Wealthy Frenchman

Saturday, August 19, 2006

What Are the Lieberman Foes For?

By MATT BAI

A few days before Joe Lieberman, who was very nearly vice president of the United States, was effectively vanquished from his party by Ned Lamont, an affable cable executive who once played a minor role in governing the town of Greenwich, Conn., I happened to talk with Jeffrey Bell. A political consultant who is as cordial a man as you will find in Washington, Bell isn't as famous as some of his fellow Republicans, but he owns a storied place in the history of the conservative movement. A young aide to Ronald Reagan during his 1976 insurgency, Bell went on to challenge a sitting Republican senator, Clifford Case of New Jersey, in 1978. He stunned the political world by winning that race. And though he lost handily to the basketball legend Bill Bradley in the general election, just two years later Reagan ascended to the White House. If anyone was in a position, then, to assess the significance of the Connecticut rebellion, it was Bell, whose small but noteworthy victory over his party's confused establishment presaged a historic political realignment. ''It's tempting for us to underrate Dailykos and Moveon.org,'' Bell told me, referring to the Web pioneers who launched Lamont's improbable campaign. ''It's easy for us to say these guys are nuts. But the truth is, they're on the rise, and I think they're very impressive.''

There are, in fact, some compelling parallels between this moment in Democratic politics and the one that saw the ideological cleansing of the Republican ranks three decades ago. In ''Reagan's Revolution,'' an inside account of Reagan's failed 1976 campaign, Craig Shirley notes that aides to President Gerald Ford warned that they were ''in real danger of being outorganized by a small number of highly motivated right-wing nuts.'' Those so-called nuts, meanwhile, waged war on the then widely held belief that ''if they were to succeed, Republicans had to be 'pragmatic,' they had to 'broaden the base' and they had to 'compromise.' Otherwise, they would always be in the minority.'' The very same things might be written now, substituting the words ''left'' and ''Democratic'' for ''right'' and ''Republican.'' And like those bygone Republican leaders, establishment Democrats exhibit a surprisingly shallow understanding of the uprising that now threatens to engulf them.

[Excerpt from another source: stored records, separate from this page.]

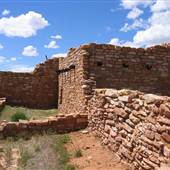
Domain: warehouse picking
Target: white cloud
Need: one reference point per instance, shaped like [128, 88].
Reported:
[161, 5]
[30, 51]
[52, 44]
[137, 24]
[116, 41]
[24, 25]
[134, 13]
[155, 29]
[130, 4]
[13, 59]
[2, 59]
[1, 46]
[158, 31]
[5, 12]
[59, 55]
[21, 68]
[57, 37]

In the aftermath of the primary, Democrats settled on the idea that Lieberman fell because of his support for the Iraq war. This was technically true, in the same way that a 95-year-old man might technically be said to die from pneumonia; there were, to say the least, underlying causes. The war was a galvanizing issue, but Lieberman's loss was just the first major victory for a larger grass-roots movement. While that movement is identified with young, online activists, it is populated largely by exasperated and ideologically disappointed baby boomers. These are the liberals who quietly seethed as Bill Clinton worked with Republicans to reform welfare and pass free-trade agreements. After the ''stolen'' election of 2000 and the subsequent loss of House and Senate seats in 2004, these Democrats felt duped. If triangulation wasn't a winning strategy, they asked, why were they ever asked to tolerate it in the first place? The Web gave them a place to share their frustrations, and Howard Dean gave them an icon.

Iraq has energized these older lapsed liberals; for a generation that got into politics marching against Vietnam, an antiwar movement is comfortable space. But it was the yearning for a more confrontational brand of opposition on all fronts, for something resembling the black-and-white moral choices of the 1960's, that more broadly animated Lamont's insurgency. Connecticut's primary showdown (which now appears to be headed for a sequel in November) marked an emphatic repudiation not just of the war but also of Clinton's ''third way'' governing philosophy - a philosophy not unlike the Republican ethos of ''compromise'' and ''pragmatism'' that so infuriated Reagan conservatives.

If history were to repeat itself, this outpouring of new liberal passion would portend trouble for the party's establishment candidates in 2008 (especially one possible candidate whose last name happens to be Clinton). But there is at least one crucial difference between insurgents of the 1970's and today. When Bell ran for the Senate in 1978, he was so obsessed with his plan to slash taxes that he went to the extraordinary length of bringing in Arthur Laffer, the renowned conservative economist, to draw his famous Laffer Curve at a news conference in Trenton. By contrast, Lamont's signature proposal as a primary candidate - and the only one anyone cared to hear, really - seemed to be the hard-to-dispute notion that he is not, in fact, Joe Lieberman. He offered platitudes about universal health care and good jobs and about bringing the troops home but nothing that might define him as anything other than what he is: an acceptable alternative.

Leaders of the Netroots, as the Internet activists have been named, will tell you that big ideas are way overrated in American politics - that you first have to master the business of getting elected before you can worry about how to govern. (Most powerful Democrats in Washington now believe this too.) But even with legions of outraged conservatives at his back, Reagan would not have taken over his party in 1980 - let alone the White House - had he not articulated an affirmative and bold argument against his party's status quo, vowing to devolve the federal government and roll back détente with the Soviets. Passion and fury started the revolution, but it took a leader with larger vision to finish the job.